Medicaid fund recovery practice under fire

Medicaid's fund recovery practice is facing scrutiny as more families are forced to sell their homes after their loved one dies, The New York Times reported March 16.

In 1993, Congress mandated that when Medicaid beneficiaries older than 55 use long-term care services, states must try to recover the expenses from the beneficiaries' estates after their death. Most states allow those beneficiaries to retain assets worth only $2,000, and although homes are exempt, many families still sell them to pay back Medicaid.

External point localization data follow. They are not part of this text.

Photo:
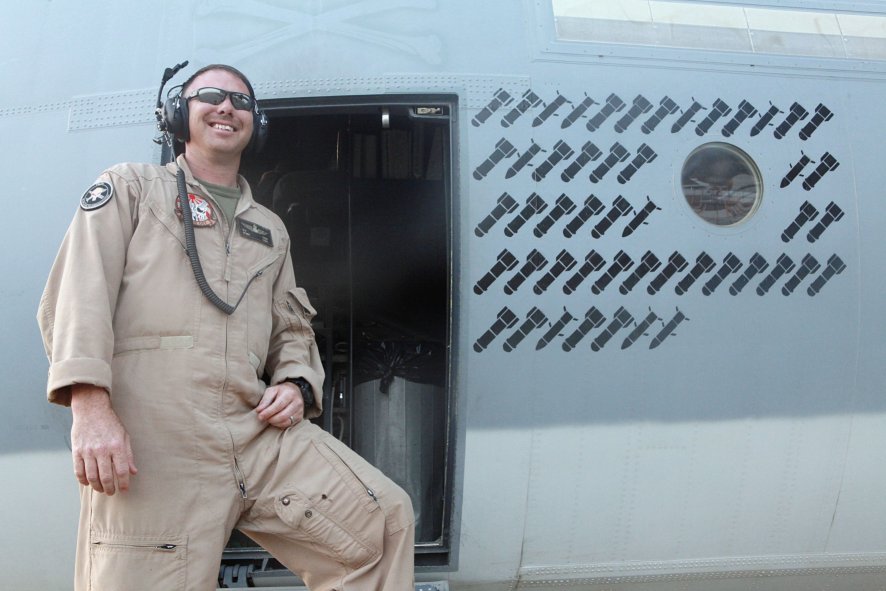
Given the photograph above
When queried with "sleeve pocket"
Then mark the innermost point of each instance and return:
(296, 309)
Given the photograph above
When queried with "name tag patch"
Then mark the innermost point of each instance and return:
(252, 231)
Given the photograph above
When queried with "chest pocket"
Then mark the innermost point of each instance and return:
(297, 312)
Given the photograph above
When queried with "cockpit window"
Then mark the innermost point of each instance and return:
(722, 184)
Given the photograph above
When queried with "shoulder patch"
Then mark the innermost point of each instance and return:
(96, 196)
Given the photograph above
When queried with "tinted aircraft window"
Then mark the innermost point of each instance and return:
(721, 184)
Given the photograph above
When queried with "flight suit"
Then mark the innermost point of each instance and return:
(122, 310)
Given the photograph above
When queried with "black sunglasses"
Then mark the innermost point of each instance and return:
(216, 96)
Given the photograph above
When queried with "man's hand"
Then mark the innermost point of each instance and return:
(281, 406)
(99, 443)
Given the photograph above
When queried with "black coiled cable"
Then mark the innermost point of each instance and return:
(191, 248)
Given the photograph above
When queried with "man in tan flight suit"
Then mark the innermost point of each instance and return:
(160, 378)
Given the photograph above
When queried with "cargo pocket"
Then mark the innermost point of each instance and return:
(343, 521)
(135, 562)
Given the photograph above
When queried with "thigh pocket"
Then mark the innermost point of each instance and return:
(135, 562)
(337, 515)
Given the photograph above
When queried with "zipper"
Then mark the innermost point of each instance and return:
(241, 480)
(369, 492)
(160, 547)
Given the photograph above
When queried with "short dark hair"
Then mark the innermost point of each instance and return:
(224, 67)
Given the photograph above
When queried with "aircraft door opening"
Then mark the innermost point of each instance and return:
(364, 190)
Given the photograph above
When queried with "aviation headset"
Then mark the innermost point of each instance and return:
(172, 115)
(172, 121)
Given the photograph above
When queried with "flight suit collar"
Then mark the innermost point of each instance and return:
(246, 202)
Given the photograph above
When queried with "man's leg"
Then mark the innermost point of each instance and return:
(329, 516)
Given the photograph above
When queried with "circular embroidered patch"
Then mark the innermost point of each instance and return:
(96, 196)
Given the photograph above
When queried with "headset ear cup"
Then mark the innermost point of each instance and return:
(175, 118)
(259, 132)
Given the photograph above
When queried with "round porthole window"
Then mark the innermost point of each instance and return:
(722, 184)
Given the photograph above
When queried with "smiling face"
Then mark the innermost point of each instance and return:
(217, 131)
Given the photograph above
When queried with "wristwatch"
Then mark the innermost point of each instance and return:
(307, 393)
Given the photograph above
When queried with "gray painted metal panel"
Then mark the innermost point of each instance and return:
(746, 449)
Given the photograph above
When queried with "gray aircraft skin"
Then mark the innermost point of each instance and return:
(655, 233)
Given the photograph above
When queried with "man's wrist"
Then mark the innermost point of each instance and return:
(307, 392)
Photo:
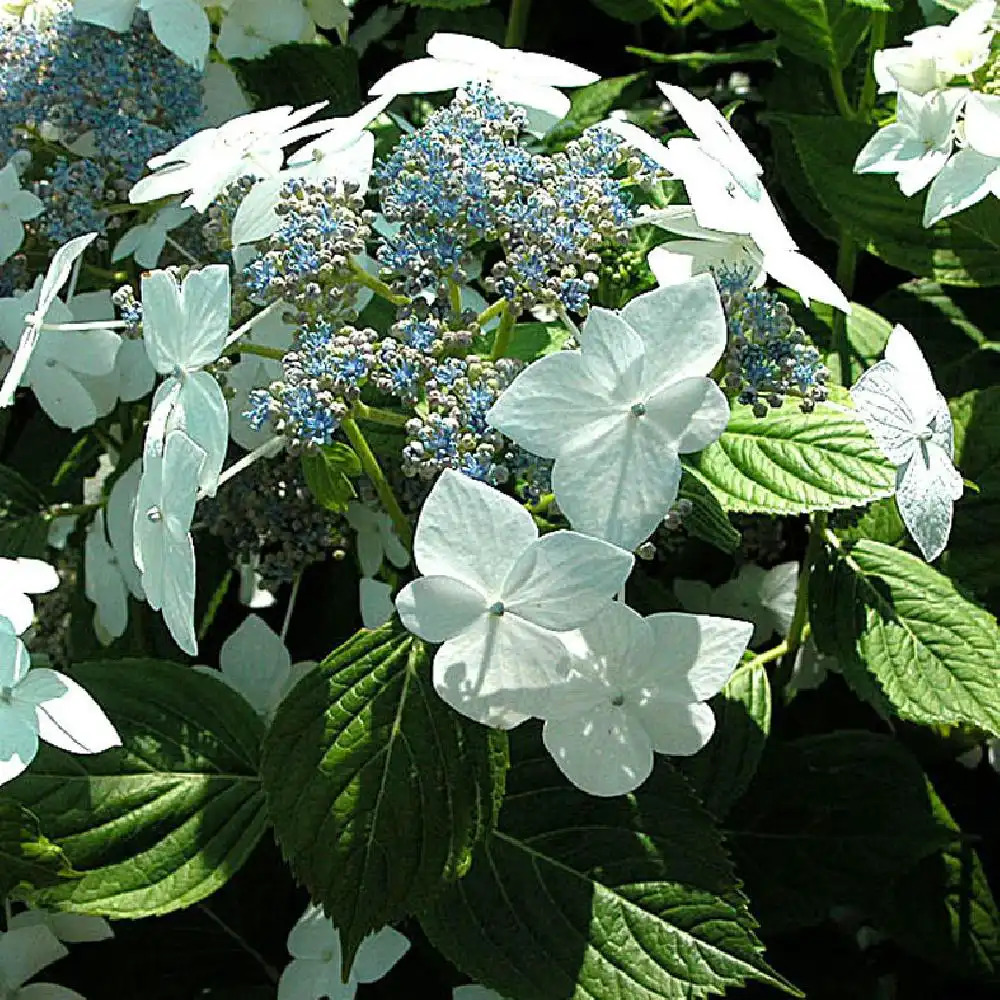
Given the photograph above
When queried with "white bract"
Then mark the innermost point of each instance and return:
(162, 546)
(204, 164)
(16, 207)
(528, 79)
(181, 25)
(705, 250)
(314, 972)
(43, 703)
(764, 597)
(184, 328)
(909, 419)
(938, 53)
(255, 662)
(18, 578)
(496, 595)
(145, 242)
(638, 685)
(917, 146)
(974, 171)
(617, 415)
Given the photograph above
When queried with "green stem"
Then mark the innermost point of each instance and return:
(376, 415)
(840, 95)
(380, 288)
(504, 331)
(847, 261)
(876, 42)
(517, 23)
(369, 463)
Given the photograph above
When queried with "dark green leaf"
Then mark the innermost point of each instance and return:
(378, 791)
(162, 822)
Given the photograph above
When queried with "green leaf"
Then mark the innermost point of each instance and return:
(832, 820)
(791, 462)
(961, 250)
(722, 772)
(378, 791)
(707, 520)
(577, 896)
(28, 860)
(931, 649)
(165, 820)
(943, 911)
(825, 32)
(329, 469)
(302, 73)
(973, 553)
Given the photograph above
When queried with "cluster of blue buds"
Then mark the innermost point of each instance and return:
(118, 99)
(769, 357)
(462, 181)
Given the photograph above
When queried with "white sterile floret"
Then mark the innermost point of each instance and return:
(638, 685)
(496, 595)
(43, 704)
(18, 578)
(204, 164)
(146, 241)
(255, 662)
(528, 79)
(181, 25)
(314, 972)
(909, 419)
(184, 327)
(974, 171)
(703, 250)
(162, 545)
(917, 146)
(346, 153)
(16, 207)
(617, 415)
(765, 597)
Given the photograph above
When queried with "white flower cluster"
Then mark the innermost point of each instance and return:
(947, 132)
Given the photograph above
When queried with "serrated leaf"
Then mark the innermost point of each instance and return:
(165, 820)
(961, 250)
(28, 860)
(791, 462)
(832, 820)
(932, 650)
(943, 910)
(825, 32)
(722, 772)
(378, 791)
(580, 897)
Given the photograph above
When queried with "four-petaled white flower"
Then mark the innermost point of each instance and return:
(145, 242)
(184, 328)
(16, 207)
(910, 421)
(43, 703)
(255, 662)
(24, 952)
(162, 545)
(496, 595)
(528, 79)
(917, 146)
(938, 53)
(638, 685)
(181, 25)
(765, 597)
(314, 972)
(205, 163)
(18, 578)
(617, 414)
(974, 171)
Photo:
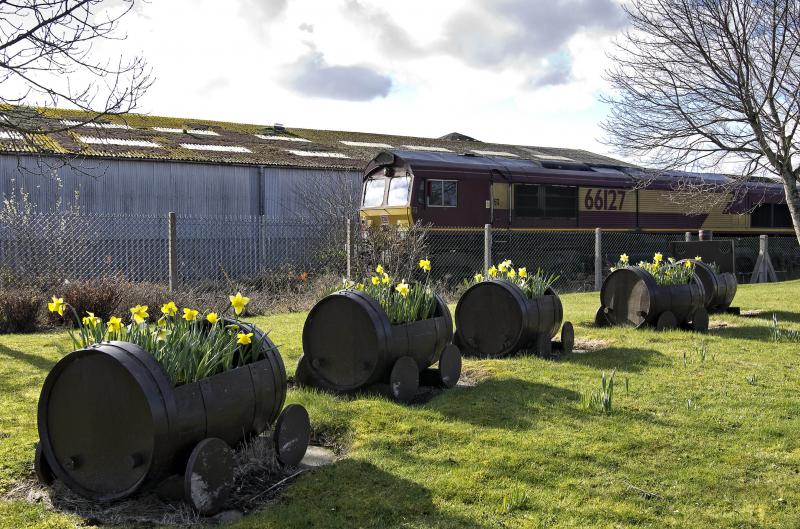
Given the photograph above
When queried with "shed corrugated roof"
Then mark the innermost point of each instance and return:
(246, 143)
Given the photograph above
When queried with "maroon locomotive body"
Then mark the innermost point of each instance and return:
(448, 190)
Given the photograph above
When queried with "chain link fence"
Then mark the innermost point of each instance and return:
(214, 250)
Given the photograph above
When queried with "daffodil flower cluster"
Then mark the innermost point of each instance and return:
(533, 285)
(188, 346)
(403, 302)
(666, 273)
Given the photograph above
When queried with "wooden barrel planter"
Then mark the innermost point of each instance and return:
(631, 297)
(111, 423)
(495, 318)
(720, 288)
(349, 344)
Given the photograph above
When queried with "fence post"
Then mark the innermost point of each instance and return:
(172, 243)
(349, 250)
(763, 272)
(598, 259)
(487, 249)
(705, 235)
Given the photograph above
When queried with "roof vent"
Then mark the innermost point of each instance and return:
(457, 136)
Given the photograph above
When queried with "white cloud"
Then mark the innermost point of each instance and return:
(232, 64)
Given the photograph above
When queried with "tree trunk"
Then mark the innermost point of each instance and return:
(792, 200)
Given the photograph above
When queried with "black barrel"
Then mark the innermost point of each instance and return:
(110, 421)
(495, 318)
(349, 342)
(720, 288)
(631, 297)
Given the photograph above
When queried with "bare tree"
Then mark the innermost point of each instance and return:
(702, 84)
(47, 58)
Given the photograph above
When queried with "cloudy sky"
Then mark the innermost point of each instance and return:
(515, 71)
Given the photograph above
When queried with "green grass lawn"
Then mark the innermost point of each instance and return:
(701, 441)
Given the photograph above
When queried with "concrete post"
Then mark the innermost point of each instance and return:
(487, 249)
(349, 250)
(598, 259)
(172, 244)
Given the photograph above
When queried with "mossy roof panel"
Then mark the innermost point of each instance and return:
(262, 151)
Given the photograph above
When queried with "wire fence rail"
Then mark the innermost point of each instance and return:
(212, 250)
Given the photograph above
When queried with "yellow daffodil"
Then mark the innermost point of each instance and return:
(90, 320)
(239, 302)
(403, 289)
(57, 305)
(190, 314)
(114, 324)
(139, 313)
(169, 309)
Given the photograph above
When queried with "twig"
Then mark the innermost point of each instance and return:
(646, 493)
(276, 485)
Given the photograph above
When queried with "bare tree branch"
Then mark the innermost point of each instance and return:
(710, 84)
(47, 58)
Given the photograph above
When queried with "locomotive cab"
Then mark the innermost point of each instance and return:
(386, 193)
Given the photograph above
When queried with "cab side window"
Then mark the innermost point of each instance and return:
(442, 193)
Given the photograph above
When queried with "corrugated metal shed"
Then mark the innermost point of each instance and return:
(145, 165)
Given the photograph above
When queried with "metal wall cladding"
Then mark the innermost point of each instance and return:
(146, 187)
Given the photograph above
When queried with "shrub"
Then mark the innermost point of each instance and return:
(402, 302)
(100, 296)
(189, 347)
(665, 273)
(602, 399)
(19, 310)
(532, 285)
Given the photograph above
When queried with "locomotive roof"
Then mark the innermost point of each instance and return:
(438, 164)
(137, 136)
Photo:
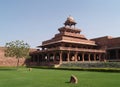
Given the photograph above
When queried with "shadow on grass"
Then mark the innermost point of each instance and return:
(67, 82)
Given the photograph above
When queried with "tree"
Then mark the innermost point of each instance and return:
(17, 49)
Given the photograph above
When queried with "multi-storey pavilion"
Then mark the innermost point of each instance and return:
(68, 45)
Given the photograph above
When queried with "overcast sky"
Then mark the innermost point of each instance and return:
(37, 20)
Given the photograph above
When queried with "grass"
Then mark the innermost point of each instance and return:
(56, 78)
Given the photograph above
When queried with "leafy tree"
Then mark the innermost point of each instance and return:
(17, 49)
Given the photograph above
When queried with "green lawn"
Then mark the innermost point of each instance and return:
(56, 78)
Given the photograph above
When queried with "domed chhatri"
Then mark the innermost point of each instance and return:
(70, 21)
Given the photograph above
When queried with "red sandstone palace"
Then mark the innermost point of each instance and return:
(70, 45)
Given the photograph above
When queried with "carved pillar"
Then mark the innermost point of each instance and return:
(89, 57)
(94, 57)
(76, 53)
(117, 54)
(37, 58)
(99, 57)
(54, 57)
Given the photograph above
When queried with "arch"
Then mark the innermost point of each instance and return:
(86, 57)
(92, 57)
(64, 56)
(72, 56)
(79, 57)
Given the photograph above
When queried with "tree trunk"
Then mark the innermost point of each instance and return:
(17, 63)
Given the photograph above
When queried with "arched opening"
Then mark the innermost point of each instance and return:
(51, 57)
(72, 57)
(79, 57)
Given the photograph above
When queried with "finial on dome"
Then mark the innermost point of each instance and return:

"It is the only public benefit program from the United States of America that requires states to seek to get money back," Illinois Rep. Jan Schakowsky told the Times. She reintroduced a bill called the Stop Unfair Medicaid Recoveries Act to end the practice altogether.

Her staff calculated that 17,000 families in Illinois lost homes to Medicaid recovery since 2021. An independent agency found that states collected $733 million through estate recovery in fiscal 2019, which amounts to about half a percent of Medicaid's long-term-care expenditure. Only eight states collect more than 1 percent of expenditures. 

Some states are reducing the financial hit to low-income families, which reportedly is the demographic hit hardest by the policy. 

Massachusetts, Georgia, South Carolina and Illinois, for instance, will not pursue recovery against estates valued below $25,000. Other states provide applicants with a fuller explanation of the consequences of signing up for Medicaid.